We propose a positioning method using CSI of a single-site MIMO-OFDM system as fingerprint,and to preprocess the data by segmented average,mean filtering and PCA,so as to make full use of the spatial diversity brought by MIMO and the frequency diversity brought by OFDM,and extract the most effective data information for location estimation.Through data preprocessing,the original very high dimensional features of the spatial frequency domain are reduced to extra low dimensional,and the main features of the wireless signal related to the location are retained.
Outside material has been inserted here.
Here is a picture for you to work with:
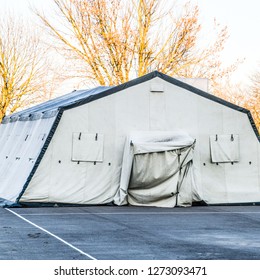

The multi-layer neural network is used for complex nonlinear learning,and the data are classified accurately according to the position.This method can well fit the classification-based location estimation problem,and has strong generalization ability.

According to the output of the neural network model,the WKNN method is used to reasonably consider the influence of surrounding points and estimate the location of the unknown data.The experimental results show that the proposed method is more accurate than the original one.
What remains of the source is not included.